Гемма протянула отцу стандартный микродиск с записью. Наверное, при других условиях он смогла бы сбросить информацию непосредственно в его оперативную память, но сейчас был неподходящий момент: девочка как чувствовала, что потребуется материальный носитель. Засорять радиодиапазон, когда он полон возвышенного молчания, было бы верхом святотатства.
Показалась прозрачная платформа, на которой их спокойно поджидала Ирина. Под ногами жены уже вовсю бушевали холодные сгустки плазмы.
– Это рядом с твоим профессиональным сектором, в соседней галактике, – добавила Гемма. – Узнай, в чем тут дело, хорошо? Мне бы не хотелось потерять этого человека… У меня от него отложенная беременность, и сканирование показывает, что ребенок мог бы получиться хорошеньким. Я думаю выбрать его для рождения, когда вернусь к Леониду-1, вот только отделаюсь от последнего приятеля.
– И давно ты его носишь?
– Зародыш? Уже четыре года.
Обещать Никлас, разумеется, ничего не стал, но Гемме этого и не требовалось. Она знала, что как последний ребенок в семье наиболее любима, и отец наверняка приложит серьезные усилия, чтобы помочь ей. А если не сумеет – что ж, тогда подскажет, как быть дальше. Может быть, это опасно? Не станет же она соваться в пустую галактику одна, без надежной привязки к дыроколу-приемнику (а это много недель поисков цели).

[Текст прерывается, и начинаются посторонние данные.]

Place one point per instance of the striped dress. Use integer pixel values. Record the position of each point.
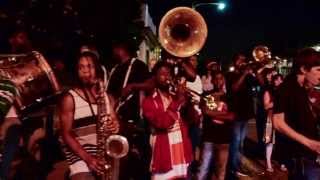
(84, 128)
(8, 92)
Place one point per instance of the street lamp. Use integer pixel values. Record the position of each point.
(221, 5)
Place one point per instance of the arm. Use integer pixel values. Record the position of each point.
(280, 125)
(267, 103)
(236, 85)
(113, 126)
(191, 74)
(147, 86)
(159, 118)
(66, 110)
(223, 116)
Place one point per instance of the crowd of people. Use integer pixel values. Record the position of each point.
(180, 123)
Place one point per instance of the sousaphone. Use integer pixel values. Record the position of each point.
(182, 32)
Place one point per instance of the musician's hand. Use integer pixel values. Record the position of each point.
(112, 126)
(95, 164)
(127, 90)
(247, 71)
(314, 145)
(181, 94)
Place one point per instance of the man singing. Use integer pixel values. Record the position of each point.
(78, 112)
(295, 118)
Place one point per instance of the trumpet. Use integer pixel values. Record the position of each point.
(196, 98)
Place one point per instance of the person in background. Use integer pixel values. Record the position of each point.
(217, 130)
(268, 99)
(124, 76)
(239, 88)
(20, 42)
(210, 67)
(10, 129)
(169, 139)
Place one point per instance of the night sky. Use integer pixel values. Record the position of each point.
(282, 25)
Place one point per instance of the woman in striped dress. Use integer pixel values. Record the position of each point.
(78, 111)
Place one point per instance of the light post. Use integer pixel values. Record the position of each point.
(221, 5)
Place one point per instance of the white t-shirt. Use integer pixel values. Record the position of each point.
(12, 113)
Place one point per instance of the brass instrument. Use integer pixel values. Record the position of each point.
(261, 53)
(182, 32)
(110, 147)
(197, 98)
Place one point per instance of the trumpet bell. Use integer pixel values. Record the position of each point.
(182, 32)
(117, 146)
(261, 53)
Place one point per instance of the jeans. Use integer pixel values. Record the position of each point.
(207, 153)
(11, 145)
(303, 169)
(83, 176)
(238, 135)
(219, 153)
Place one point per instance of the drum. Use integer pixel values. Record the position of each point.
(32, 76)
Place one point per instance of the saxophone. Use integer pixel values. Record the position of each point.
(110, 146)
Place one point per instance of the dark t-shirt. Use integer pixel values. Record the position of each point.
(214, 132)
(241, 101)
(139, 73)
(292, 100)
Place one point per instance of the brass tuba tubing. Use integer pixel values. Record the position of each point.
(182, 32)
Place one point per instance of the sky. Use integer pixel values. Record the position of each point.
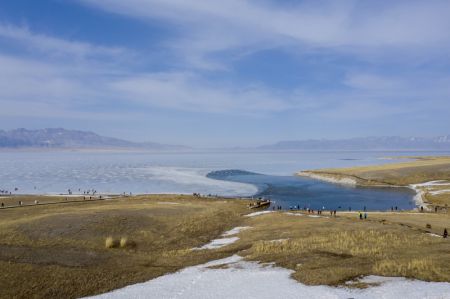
(226, 73)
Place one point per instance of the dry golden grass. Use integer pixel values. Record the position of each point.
(62, 250)
(111, 243)
(335, 250)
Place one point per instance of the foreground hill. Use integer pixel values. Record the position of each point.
(62, 138)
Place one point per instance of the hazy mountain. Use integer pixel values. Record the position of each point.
(365, 143)
(65, 139)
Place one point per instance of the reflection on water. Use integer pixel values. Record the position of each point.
(299, 192)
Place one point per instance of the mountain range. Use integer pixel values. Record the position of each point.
(59, 138)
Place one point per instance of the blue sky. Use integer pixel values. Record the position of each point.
(225, 73)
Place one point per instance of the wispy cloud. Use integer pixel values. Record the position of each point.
(52, 46)
(346, 26)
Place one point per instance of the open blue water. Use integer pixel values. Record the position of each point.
(144, 172)
(299, 192)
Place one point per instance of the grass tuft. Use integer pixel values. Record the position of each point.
(126, 243)
(111, 243)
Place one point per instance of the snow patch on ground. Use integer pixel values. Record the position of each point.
(432, 183)
(235, 231)
(242, 279)
(218, 243)
(278, 240)
(293, 214)
(258, 213)
(434, 235)
(440, 192)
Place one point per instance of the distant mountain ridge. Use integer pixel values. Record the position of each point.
(365, 143)
(66, 139)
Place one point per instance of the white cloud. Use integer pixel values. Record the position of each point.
(346, 26)
(48, 45)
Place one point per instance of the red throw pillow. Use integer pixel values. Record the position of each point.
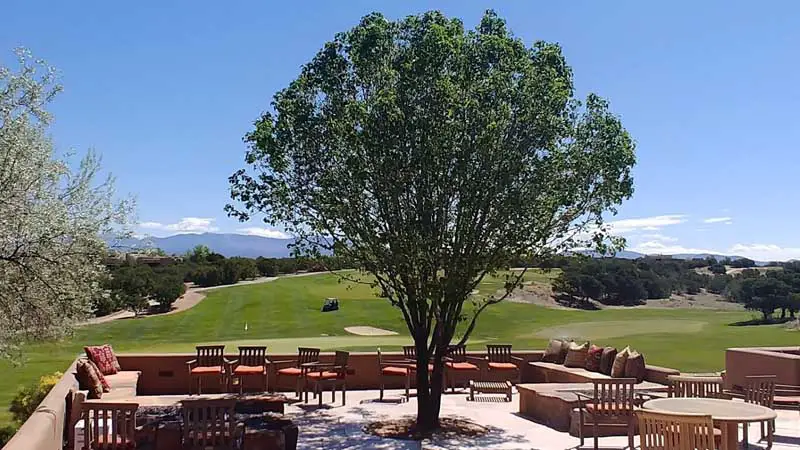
(103, 357)
(100, 376)
(89, 379)
(593, 358)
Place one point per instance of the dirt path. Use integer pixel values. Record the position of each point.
(191, 298)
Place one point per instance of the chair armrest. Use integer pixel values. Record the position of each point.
(583, 399)
(283, 362)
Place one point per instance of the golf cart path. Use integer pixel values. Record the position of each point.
(192, 297)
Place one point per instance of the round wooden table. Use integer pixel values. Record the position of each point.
(728, 414)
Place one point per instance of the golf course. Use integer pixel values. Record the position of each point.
(285, 314)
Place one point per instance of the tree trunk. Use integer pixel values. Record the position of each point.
(429, 392)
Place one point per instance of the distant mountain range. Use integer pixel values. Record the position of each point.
(229, 244)
(626, 254)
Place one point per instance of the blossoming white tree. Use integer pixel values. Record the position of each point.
(52, 216)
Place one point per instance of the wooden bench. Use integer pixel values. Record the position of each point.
(490, 387)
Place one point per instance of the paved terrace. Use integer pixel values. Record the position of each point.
(339, 427)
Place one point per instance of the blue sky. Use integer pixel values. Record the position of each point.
(166, 90)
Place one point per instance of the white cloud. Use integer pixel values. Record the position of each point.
(765, 252)
(661, 248)
(659, 237)
(725, 220)
(645, 223)
(185, 225)
(264, 232)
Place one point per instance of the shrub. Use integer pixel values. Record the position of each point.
(206, 276)
(267, 267)
(167, 290)
(28, 397)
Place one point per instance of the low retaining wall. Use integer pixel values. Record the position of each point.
(168, 374)
(784, 362)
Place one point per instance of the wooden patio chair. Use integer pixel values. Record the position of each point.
(760, 390)
(394, 369)
(252, 362)
(457, 362)
(297, 368)
(109, 426)
(209, 362)
(211, 423)
(671, 431)
(696, 387)
(500, 360)
(329, 374)
(612, 405)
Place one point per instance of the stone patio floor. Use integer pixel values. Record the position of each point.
(337, 427)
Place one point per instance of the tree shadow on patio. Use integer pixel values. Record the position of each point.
(321, 429)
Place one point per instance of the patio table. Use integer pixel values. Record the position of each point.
(728, 414)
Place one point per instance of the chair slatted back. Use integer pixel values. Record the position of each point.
(210, 355)
(458, 353)
(209, 423)
(252, 355)
(109, 426)
(760, 389)
(613, 397)
(669, 431)
(340, 361)
(307, 355)
(695, 387)
(498, 353)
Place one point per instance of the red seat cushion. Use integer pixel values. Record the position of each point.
(398, 371)
(430, 368)
(211, 370)
(502, 366)
(248, 370)
(462, 366)
(323, 375)
(105, 442)
(607, 408)
(291, 371)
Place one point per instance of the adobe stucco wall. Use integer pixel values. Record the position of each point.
(781, 361)
(168, 373)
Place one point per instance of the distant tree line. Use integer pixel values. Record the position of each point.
(140, 287)
(614, 281)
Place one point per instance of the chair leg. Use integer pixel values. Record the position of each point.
(770, 433)
(745, 443)
(630, 434)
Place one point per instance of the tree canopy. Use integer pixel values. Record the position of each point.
(430, 156)
(52, 215)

– Ты не находишь, что поддерживать связь с изгоем несколько… предосудительно? – осторожно спросил историк.
– Он не изгой, а основатель клана. Ничего позорного в его отделении не было, это я точно знаю. Он мне рассказывал, что сам все подстроил…

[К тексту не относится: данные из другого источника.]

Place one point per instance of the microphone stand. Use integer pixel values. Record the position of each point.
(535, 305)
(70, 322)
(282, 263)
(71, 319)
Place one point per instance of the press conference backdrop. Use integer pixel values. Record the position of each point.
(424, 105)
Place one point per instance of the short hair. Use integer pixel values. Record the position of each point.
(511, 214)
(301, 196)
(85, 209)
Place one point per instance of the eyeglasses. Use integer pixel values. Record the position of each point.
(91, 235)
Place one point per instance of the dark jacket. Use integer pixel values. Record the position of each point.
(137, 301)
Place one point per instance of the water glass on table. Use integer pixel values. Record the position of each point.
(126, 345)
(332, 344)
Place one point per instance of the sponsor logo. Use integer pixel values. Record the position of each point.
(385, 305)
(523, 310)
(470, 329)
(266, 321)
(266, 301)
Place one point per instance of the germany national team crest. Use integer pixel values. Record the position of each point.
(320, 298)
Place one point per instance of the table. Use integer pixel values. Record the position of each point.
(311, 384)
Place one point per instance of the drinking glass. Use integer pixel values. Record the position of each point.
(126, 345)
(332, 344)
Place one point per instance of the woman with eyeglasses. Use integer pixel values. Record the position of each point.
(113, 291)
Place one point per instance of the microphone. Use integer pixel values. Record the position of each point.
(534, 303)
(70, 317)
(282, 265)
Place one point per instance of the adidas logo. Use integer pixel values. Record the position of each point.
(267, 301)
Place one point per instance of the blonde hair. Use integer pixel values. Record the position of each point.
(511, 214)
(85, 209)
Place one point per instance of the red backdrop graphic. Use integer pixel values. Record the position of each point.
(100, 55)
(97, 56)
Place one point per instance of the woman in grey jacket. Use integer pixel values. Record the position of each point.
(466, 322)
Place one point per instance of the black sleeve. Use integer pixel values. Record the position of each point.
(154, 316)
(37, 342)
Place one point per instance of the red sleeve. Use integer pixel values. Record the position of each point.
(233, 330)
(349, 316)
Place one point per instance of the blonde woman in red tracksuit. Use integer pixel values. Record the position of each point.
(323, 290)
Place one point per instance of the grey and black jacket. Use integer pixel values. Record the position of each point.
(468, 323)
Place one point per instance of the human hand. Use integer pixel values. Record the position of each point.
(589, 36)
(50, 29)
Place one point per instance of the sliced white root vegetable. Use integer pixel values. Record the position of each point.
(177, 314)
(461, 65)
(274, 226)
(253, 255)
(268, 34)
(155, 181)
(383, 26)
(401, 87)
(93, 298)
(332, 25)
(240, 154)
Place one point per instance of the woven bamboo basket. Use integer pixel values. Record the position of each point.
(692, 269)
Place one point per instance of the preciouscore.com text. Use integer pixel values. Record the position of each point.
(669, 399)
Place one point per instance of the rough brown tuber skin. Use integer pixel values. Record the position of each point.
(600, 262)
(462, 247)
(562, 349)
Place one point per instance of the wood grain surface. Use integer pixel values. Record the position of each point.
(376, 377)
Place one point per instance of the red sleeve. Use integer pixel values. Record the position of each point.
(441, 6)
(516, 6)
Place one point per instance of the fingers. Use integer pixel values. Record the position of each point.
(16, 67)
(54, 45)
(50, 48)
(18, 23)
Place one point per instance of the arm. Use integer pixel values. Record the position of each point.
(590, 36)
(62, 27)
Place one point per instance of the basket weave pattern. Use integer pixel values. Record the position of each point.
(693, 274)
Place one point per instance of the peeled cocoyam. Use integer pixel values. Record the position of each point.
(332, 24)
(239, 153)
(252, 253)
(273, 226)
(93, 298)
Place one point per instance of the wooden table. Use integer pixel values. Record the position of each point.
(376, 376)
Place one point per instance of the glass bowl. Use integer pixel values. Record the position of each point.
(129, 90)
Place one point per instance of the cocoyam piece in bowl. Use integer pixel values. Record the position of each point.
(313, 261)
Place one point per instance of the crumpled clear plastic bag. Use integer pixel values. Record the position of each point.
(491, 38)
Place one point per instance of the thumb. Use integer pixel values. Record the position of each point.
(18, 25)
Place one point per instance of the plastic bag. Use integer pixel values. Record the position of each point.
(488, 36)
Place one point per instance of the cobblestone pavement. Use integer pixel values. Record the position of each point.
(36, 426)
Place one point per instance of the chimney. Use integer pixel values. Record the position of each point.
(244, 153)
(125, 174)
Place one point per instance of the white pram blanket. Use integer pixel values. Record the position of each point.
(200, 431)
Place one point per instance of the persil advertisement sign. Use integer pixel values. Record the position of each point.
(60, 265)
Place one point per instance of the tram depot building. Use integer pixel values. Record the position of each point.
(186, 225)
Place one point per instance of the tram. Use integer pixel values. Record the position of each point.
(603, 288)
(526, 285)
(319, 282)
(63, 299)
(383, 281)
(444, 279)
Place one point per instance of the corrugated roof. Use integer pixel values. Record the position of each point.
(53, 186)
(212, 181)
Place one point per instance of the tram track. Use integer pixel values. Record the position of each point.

Они подошли к Ирине – и вовремя, потому что стены башни стали бледнеть, обретая небесно-желтую прозрачность, а весь диапазон наполнился легкими, как бы воздушными звуками. Под стать им засияли и силовые структуры, наполнявшие объем здания. «Отдать ребенка в клан одиночки? – размышлял между тем Никлас. – Не значит ли это навлечь на себя недовольство Деевых NGC 69307-1, да и всех прочих тоже? Если этот факт получит огласку… Нет, лучше не сейчас, когда на мне висит дело с биоформами». Никлас еще не надумал бросать работу историка, она по-прежнему нравилась ему – как и семь тысяч лет назад, когда он, запросив Демографическую Комиссию о наличии вакантных мест, получил предложение принять к обслуживанию сектор 7H галактики NGC 69307-1.

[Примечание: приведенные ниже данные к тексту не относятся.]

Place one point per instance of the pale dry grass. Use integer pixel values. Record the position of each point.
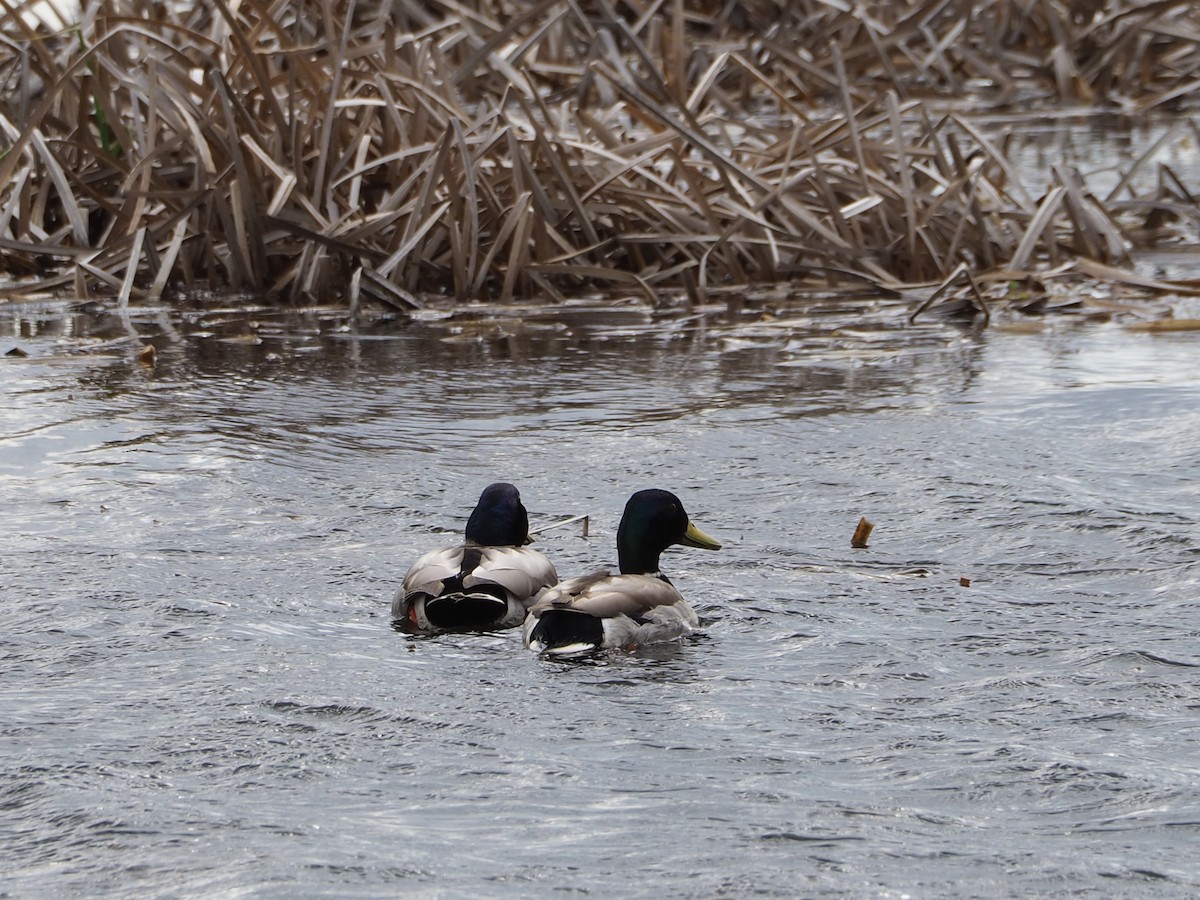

Вершины башен медленно соединились между собой, вытянув гибкие световые щупальца, и на их перекрестье возникла гигантская голограмма. Все приглашенные моментально узнали главу клана. Тот поздравил родичей, решивших умереть, и пожелал им удачи в благом замысле.
– Мужественные люди, – просветленно сказала Ирина, когда изображение патриарха рассеялось в небе. Чтобы не тревожить незнакомых родственников, она выпустила из ушей две узконаправленных акустических антенны.
– И настойчивые! – Гемма поддержала мать. – Всего за девятнадцать тысяч лет смогли познать все аспекты бытия. Великий Зумино, как же глубоко они проникли в его ткань, если рассудили таким решительным образом. Вы не знаете, каким путем предки собираются подарить себя Вселенной?
– Подожди, объявят, – вступил Никлас. – Сейчас в моде очень красивый способ – мгновенное ослабление межатомных связей вдали от жилья, как раз между звездами своего клана. Бывшие частицы тел миллионы лет летят в космосе, пока не осядут на твердых телах или не поглотятся газовыми облаками.
– Прекрасная смерть.
Гемма была права, потому что подарить свое вещество открытому космосу – значит ненамного, на неуловимую долю наносекунды, но все-таки отдалить тепловую смерть мира. Великий долг человека в том, чтобы отдавать материю собственного тела вплоть до последнего мига, до Всеобщего Конца по имени лептонный распад. Пусть до него еще целых 830 миллиардов лет, а мир еще не вышел из «младенческого» возраста… Именно сейчас стоит заботиться о далеких потомках и завещать им свои атомы – ведь из них когда-нибудь родятся новые звезды.